FDA Adverse Event Injury Summary report: N

OSSIOFIBER CANNULATED TRIMMABLE FIXATION NAIL SYSTEM

MDR report key: 23677012 · Received November 30, 2025

Report

Report Number
3014554088-2025-00006
Event Type
Injury
Date Received
November 30, 2025
Date of Event
October 26, 2025
Report Date
November 30, 2025
Manufacturer
OSSIO LTD.
Product Code
OJH
UDI-DI
07290017630137
Adverse Event
Yes
Report Source
Manufacturer report
Reporter Location
GA, US
Reporter Occupation
PHYSICIAN
Health Professional
Yes

Narratives

Additional Manufacturer Narrative · 0

COMPANY WAS NOTIFIED OF REMOVAL PROCEDURE. ORIGINAL SURGERY INCLUDED 3 IMPLANTS IN THE 2ND,3RD AND 4TH TOES. THE IMPLANT FROM THE 2ND TOE WAS REMOVED IN OFFICE 2 MONTHS FOLLOWING IMPLANTATION, THE OTHERS WERE REMOVED ABOUT 2 WEEKS AFTER, IN THE OR. A PRODUCT INVESTIGATION WAS PERFORMED FOR ALL 3 DEVICES IMPLANTED. NO IMAGING WAS PROVIDED. NO REPORT OF TRAUMA. EVENT OCCURRED ABOUT THE TIME THE PATIENT WAS BACK TO NORMAL ACTIVITY LEVEL. NON-COMPLIANCE WAS NOT SUSPECTED. BASED ON INTERNAL ANALYSIS OF RECORDS AND PROCEDURES, THERE IS NO INDICATION OF A DESIGN, MANUFACTURING OR PROCESS ISSUE AFFECTING IMPLANT SAFETY OR EFFECTIVENESS. THE INVESTIGATION, INCLUDING THE SURGEON'S FEEDBACK, CONCLUDED THAT THIS EVENT WAS LIKELY THE OUTCOME OF AN INAPPROPRIATE IMPLANT SIZE SELECTION, USING AN IMPLANT TOO SMALL FOR THE PATIENT BONE ANATOMY, WHICH RESULTED IN AN UNSTABLE IMPLANTATION SITE. SWELLING WAS ATTRIBUTED TO UNSTABLE FIXATION OF THE SURGICAL SITE. THE INSTRUCTIONS FOR USE INCLUDE PRECAUTIONS AND RECOMMENDATIONS FOR THE SELECTION OF APPROPRIATE SURGICAL TECHNIQUE, IMPLANT SIZE, CONFIGURATION, AND SURGICAL SITE PREPARATION. UNSTABLE FIXATION IS A KNOWN INHERENT RISK OF THE DEVICE AND SURGICAL PROCEDURE. ALTHOUGH THE COMPANY DOES NOT BELIEVE THAT THE DEVICE CAUSED OR CONTRIBUTED TO THE EVENT, AS AN IMPLANT REMOVAL SURGERY WAS PERFORMED, THIS EVENT IS BEING REPORTED OUT OF AN ABUNDANCE OF CAUTION. COMPANY CONTINUES TO MONITOR THESE EVENTS AS PART OF POST MARKET ACTIVITIES. ADDITIONAL REPORTS RELATING TO THIS EVENT ARE: # 3014554088-2025-00007/8, #3014323288-2025-00006/7/8.
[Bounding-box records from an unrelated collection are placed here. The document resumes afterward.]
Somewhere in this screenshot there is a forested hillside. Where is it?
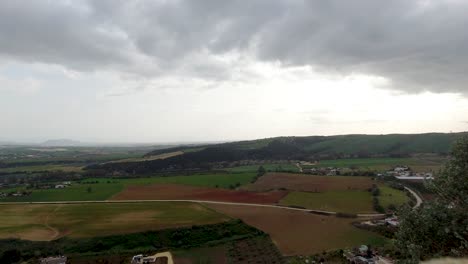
[87,133,466,174]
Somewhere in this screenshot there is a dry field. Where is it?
[245,173,372,192]
[0,202,229,240]
[208,204,383,255]
[112,184,287,204]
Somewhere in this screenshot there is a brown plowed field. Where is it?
[207,204,382,256]
[245,173,372,192]
[112,184,287,204]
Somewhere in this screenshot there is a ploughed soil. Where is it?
[245,173,372,192]
[111,184,288,204]
[207,204,382,256]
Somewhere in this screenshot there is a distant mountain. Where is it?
[89,132,468,173]
[40,139,83,147]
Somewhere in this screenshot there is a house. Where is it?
[131,251,174,264]
[385,217,400,226]
[39,256,67,264]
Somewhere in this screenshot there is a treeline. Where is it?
[87,133,463,175]
[0,220,266,263]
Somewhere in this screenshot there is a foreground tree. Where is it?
[397,137,468,263]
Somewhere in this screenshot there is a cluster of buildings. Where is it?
[361,216,400,227]
[385,166,434,180]
[304,167,340,176]
[131,251,174,264]
[343,245,393,264]
[39,256,67,264]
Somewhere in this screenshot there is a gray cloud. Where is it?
[0,0,468,94]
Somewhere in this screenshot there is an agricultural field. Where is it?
[228,237,286,264]
[112,184,287,204]
[378,184,409,209]
[280,191,375,213]
[0,173,255,202]
[302,156,445,172]
[226,163,299,172]
[245,173,373,192]
[108,151,184,163]
[207,204,386,256]
[0,202,229,240]
[0,164,83,173]
[0,183,124,202]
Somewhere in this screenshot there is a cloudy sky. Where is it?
[0,0,468,142]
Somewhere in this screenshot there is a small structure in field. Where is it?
[39,256,67,264]
[132,251,174,264]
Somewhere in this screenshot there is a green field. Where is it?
[226,163,299,172]
[0,202,229,240]
[118,172,256,188]
[379,184,409,209]
[280,191,374,213]
[0,173,255,202]
[0,164,83,173]
[302,158,444,172]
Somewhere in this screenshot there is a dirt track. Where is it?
[247,173,372,192]
[208,204,378,255]
[111,184,288,204]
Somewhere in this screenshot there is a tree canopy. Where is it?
[397,137,468,263]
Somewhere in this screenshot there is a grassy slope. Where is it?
[280,191,374,213]
[0,202,228,240]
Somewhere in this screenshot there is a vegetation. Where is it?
[397,137,468,263]
[0,202,228,240]
[0,173,256,202]
[280,191,373,213]
[379,184,409,209]
[87,133,458,174]
[226,163,299,172]
[228,236,286,264]
[0,220,265,263]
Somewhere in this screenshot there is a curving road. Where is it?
[0,200,385,218]
[0,187,422,218]
[405,186,422,209]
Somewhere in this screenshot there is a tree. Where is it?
[257,166,266,177]
[396,137,468,263]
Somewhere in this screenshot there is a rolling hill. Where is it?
[87,132,468,174]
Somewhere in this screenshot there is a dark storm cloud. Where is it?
[0,0,468,94]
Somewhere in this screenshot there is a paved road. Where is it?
[0,200,385,218]
[0,187,422,218]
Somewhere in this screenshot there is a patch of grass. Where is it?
[280,191,374,213]
[378,184,409,209]
[119,172,256,188]
[302,157,445,172]
[0,172,256,202]
[0,164,83,173]
[226,163,299,172]
[0,202,229,240]
[0,183,123,202]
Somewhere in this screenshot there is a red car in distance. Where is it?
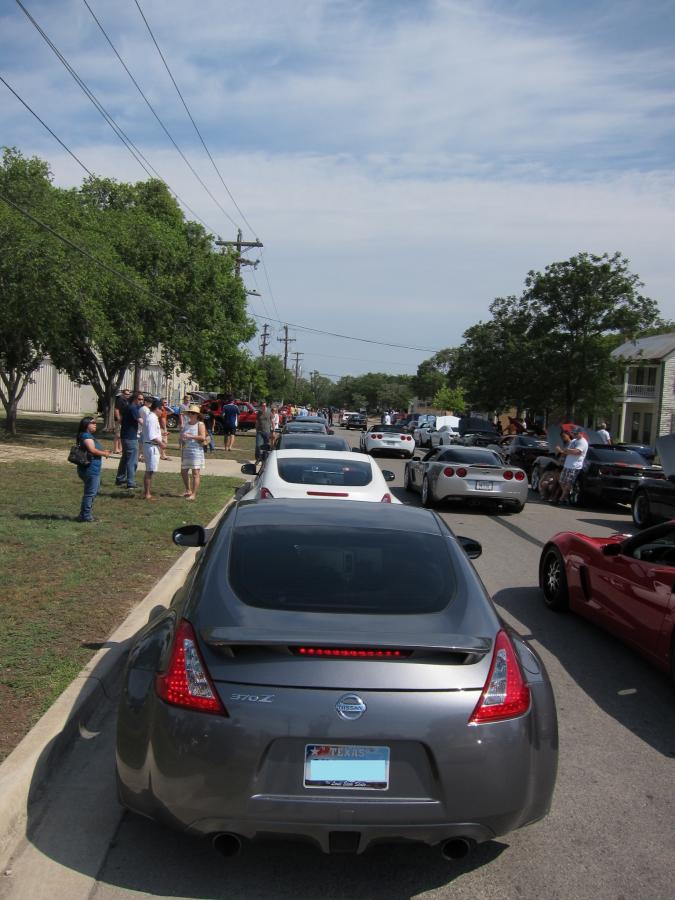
[201,399,258,434]
[539,520,675,681]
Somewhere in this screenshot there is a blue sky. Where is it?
[0,0,675,376]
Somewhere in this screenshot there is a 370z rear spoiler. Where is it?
[200,628,493,656]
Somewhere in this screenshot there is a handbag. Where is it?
[68,444,91,466]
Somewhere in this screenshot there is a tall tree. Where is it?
[0,148,72,434]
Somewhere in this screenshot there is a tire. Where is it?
[631,491,654,528]
[422,475,435,509]
[539,547,569,612]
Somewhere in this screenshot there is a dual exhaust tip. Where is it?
[211,831,476,860]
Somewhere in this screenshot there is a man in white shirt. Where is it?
[555,426,588,503]
[141,400,166,500]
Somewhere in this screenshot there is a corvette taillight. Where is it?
[155,619,227,716]
[469,631,530,725]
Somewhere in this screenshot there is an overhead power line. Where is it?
[16,0,216,234]
[251,313,439,353]
[0,75,93,178]
[82,0,238,236]
[134,0,257,240]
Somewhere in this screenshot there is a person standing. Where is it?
[76,416,110,522]
[157,397,171,459]
[180,405,209,500]
[598,422,612,444]
[113,388,129,453]
[115,393,143,489]
[555,426,588,503]
[255,400,272,460]
[142,400,166,500]
[221,396,239,450]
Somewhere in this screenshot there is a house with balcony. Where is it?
[610,334,675,446]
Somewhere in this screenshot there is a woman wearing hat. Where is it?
[180,404,209,500]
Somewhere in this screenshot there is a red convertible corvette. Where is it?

Description of Event or Problem · 0

IMPLANT REMOVAL DUE TO LOCAL TOE SWELLING 2 MONTHS FOLLOWING A HAMMERTOE CORRECTION PROCEDURE. CASE RESOLVED WITH NO ADDITIONAL INTERVENTION.

Devices

Seq Brand Generic Product Code Manufacturer Model Lot UDI-DI
2120385 OSSIOFIBER CANNULATED TRIMMABLE FIXATION NAIL SYSTEM ORTHOPEDIC TRAY OJH OSSIO LTD. OF2053050S OF04835 07290017630137

Patients

Seq Age Sex Outcome Treatment
1 70 YR Female Required Intervention OSSIOFIBER CANNULATED TRIMMABLE FIXATION NAIL SYS.| OSSIOFIBER CANNULATED TRIMMABLE FIXATION NAIL SYS.